What are the benefits vs. risks?


  • Angiography may eliminate the need for surgery. If surgery remains necessary, it can be performed more accurately.
  • Catheter angiography presents a very detailed, clear and accurate picture of the blood vessels. This is especially helpful when a surgical procedure or some percutaneous intervention is being considered.
  • By selecting the arteries through which the catheter passes, it is possible to assess vessels in several specific body sites. In fact, a smaller catheter may be passed through the larger one into a branch artery supplying a small area of tissue or a tumor; this is called superselective angiography.
  • Unlike computed tomography (CT) or magnetic resonance (MR) angiography, use of a catheter makes it possible to combine diagnosis and treatment in a single procedure. An example is finding an area of severe arterial narrowing, followed by angioplasty and placement of a stent.
  • The degree of detail displayed by catheter angiography may not be available with any other noninvasive
  • No radiation remains in a patient's body after an x-ray examination.
  • X-rays usually have no side effects.


  • If you have a history of allergy to x-ray contrast material, your radiologist may advise that you take special medication for 24 hours before catheter angiography to lessen the risk of allergic reaction. Another option is to undergo a different exam that does not call for contrast material injection.
  • If a large amount of x-ray contrast material leaks out under the skin where the IV is placed, skin damage can result. If you feel any pain in this area during contrast material injection, you should immediately inform the technologist.
  • Women should always inform their physician or x-ray technologist if there is any possibility that they are pregnant.
  • Nursing mothers should wait for 24 hours after contrast material injection before resuming breast-feeding.
  • The risk of serious allergic reaction to contrast materials that contain iodine is rare, and radiology departments are well-equipped to deal with them.
  • There is a small risk that blood will form a clot around the tip of the catheter, blocking the artery and making it necessary to operate to reopen the vessel.
  • If you have diabetes or kidney disease, the kidneys may be injured when contrast material is eliminated through the urine. In such cases Carbon dioxide gas may be used for angiography.
  • Rarely, the catheter punctures the artery, causing internal bleeding. It also is possible that the catheter tip will separate material from the inner lining of the artery, causing a block downstream in the blood vessel.
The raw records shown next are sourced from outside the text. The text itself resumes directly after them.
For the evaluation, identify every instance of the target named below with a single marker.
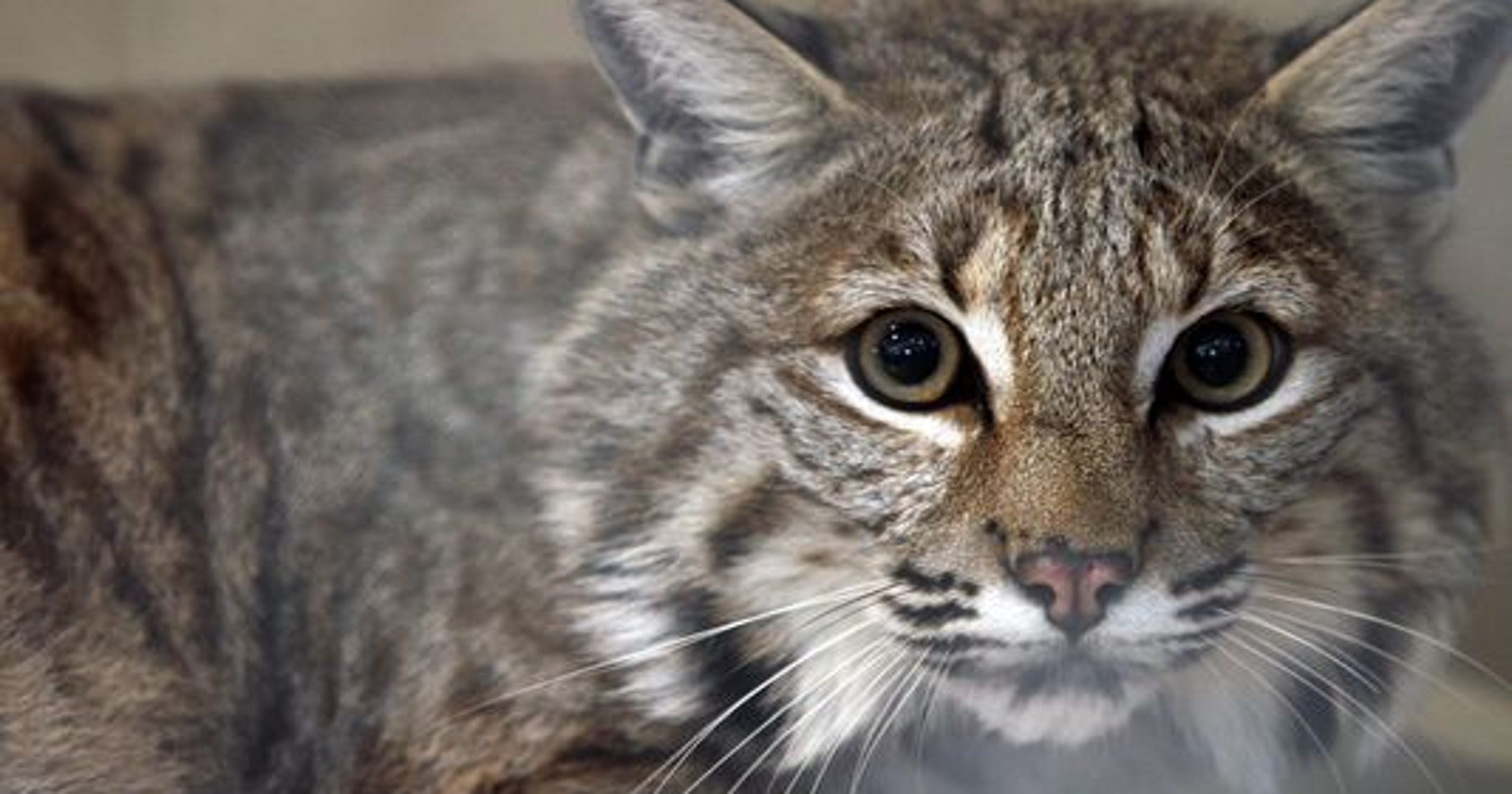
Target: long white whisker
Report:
(1361, 711)
(885, 680)
(1410, 631)
(681, 757)
(772, 720)
(924, 719)
(1284, 701)
(669, 647)
(1442, 686)
(864, 662)
(890, 715)
(1365, 677)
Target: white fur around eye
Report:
(1307, 376)
(935, 429)
(988, 344)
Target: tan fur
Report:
(460, 436)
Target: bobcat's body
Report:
(336, 420)
(264, 354)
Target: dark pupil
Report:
(909, 353)
(1218, 354)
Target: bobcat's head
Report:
(1029, 357)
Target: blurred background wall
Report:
(102, 44)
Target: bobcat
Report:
(1024, 379)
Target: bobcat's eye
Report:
(1228, 362)
(906, 359)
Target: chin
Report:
(1064, 705)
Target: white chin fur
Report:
(1062, 719)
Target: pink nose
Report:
(1074, 589)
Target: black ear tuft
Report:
(1380, 96)
(807, 35)
(723, 96)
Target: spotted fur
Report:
(400, 436)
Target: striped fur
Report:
(338, 420)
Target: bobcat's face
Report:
(1056, 401)
(1029, 383)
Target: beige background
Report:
(91, 44)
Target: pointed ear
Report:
(726, 110)
(1380, 97)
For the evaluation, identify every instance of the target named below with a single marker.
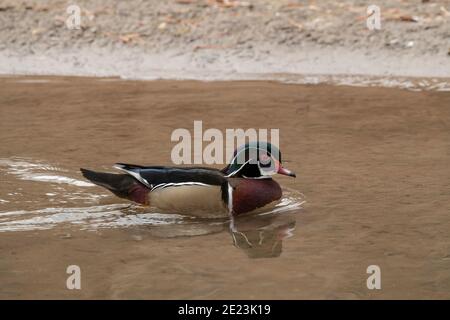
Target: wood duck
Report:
(244, 185)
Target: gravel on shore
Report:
(219, 39)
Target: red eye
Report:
(264, 159)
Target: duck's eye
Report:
(265, 160)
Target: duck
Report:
(246, 184)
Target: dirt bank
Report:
(213, 39)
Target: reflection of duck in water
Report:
(262, 236)
(242, 186)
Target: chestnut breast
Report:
(251, 194)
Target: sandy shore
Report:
(213, 39)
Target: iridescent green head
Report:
(256, 159)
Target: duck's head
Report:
(256, 160)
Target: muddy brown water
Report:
(372, 165)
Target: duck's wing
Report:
(160, 176)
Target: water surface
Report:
(372, 187)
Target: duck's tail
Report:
(122, 185)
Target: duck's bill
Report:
(286, 172)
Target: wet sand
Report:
(372, 164)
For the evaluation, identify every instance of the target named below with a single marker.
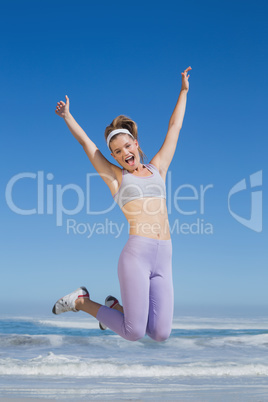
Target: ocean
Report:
(67, 357)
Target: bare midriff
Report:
(148, 217)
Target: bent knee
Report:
(134, 335)
(160, 335)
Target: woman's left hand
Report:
(185, 82)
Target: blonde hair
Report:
(124, 122)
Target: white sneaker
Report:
(67, 303)
(111, 302)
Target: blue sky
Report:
(115, 58)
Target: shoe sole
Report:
(81, 287)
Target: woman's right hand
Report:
(62, 109)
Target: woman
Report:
(145, 263)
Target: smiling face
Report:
(125, 151)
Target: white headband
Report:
(119, 130)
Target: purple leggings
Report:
(145, 276)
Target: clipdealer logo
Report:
(50, 200)
(255, 220)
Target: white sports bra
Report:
(134, 187)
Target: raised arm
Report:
(105, 168)
(165, 155)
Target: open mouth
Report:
(130, 160)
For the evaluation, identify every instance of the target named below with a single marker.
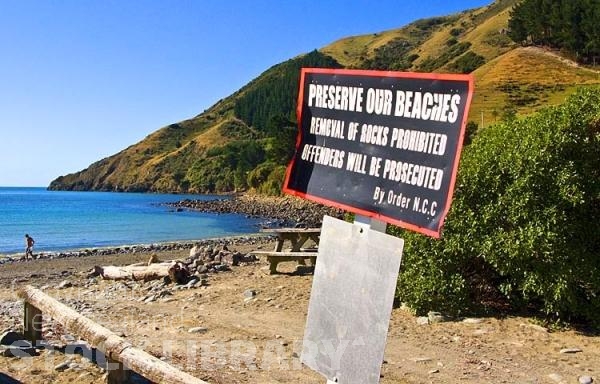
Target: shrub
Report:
(467, 63)
(524, 220)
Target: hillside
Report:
(244, 141)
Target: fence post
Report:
(32, 326)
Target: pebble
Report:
(570, 350)
(62, 366)
(421, 359)
(435, 317)
(472, 320)
(422, 320)
(64, 284)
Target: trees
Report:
(571, 25)
(523, 224)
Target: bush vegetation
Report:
(523, 229)
(570, 25)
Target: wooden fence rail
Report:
(115, 348)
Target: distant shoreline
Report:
(256, 238)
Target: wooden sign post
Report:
(384, 145)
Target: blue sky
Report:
(81, 80)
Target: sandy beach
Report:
(244, 326)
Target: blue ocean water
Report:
(59, 220)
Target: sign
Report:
(381, 144)
(350, 302)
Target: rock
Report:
(435, 317)
(21, 348)
(62, 366)
(64, 284)
(421, 359)
(472, 320)
(422, 320)
(570, 350)
(9, 337)
(555, 377)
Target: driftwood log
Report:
(114, 347)
(176, 271)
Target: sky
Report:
(81, 80)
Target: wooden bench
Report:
(276, 257)
(297, 237)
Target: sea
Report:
(61, 220)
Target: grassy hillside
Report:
(244, 141)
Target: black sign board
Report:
(381, 144)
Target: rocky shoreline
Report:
(280, 211)
(144, 248)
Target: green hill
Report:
(245, 140)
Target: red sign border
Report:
(372, 73)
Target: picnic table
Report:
(298, 238)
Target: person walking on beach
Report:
(29, 249)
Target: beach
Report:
(241, 325)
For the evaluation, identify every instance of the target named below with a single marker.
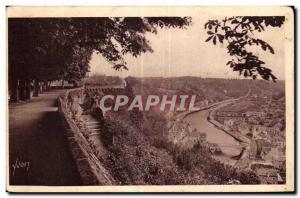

What are the limitations of Catheter Angiography?

Patients with impaired kidney function, especially those who also have diabetes, are not good candidates for this procedure.CO2 gas cannot be used to study the blood vessels of the chest and the brain. In these cases MR angiography may be a better choice.

Patients who have previously had allergic reactions to x-ray contrast materials are at risk of having a reaction to contrast materials that contain iodine. If angiography is essential, a variety of methods is used to decrease risk of allergy:

  • You may be given one or more doses of a steroid medication ahead of time.
  • Contrast material without iodine may be used instead of standard x-ray contrast.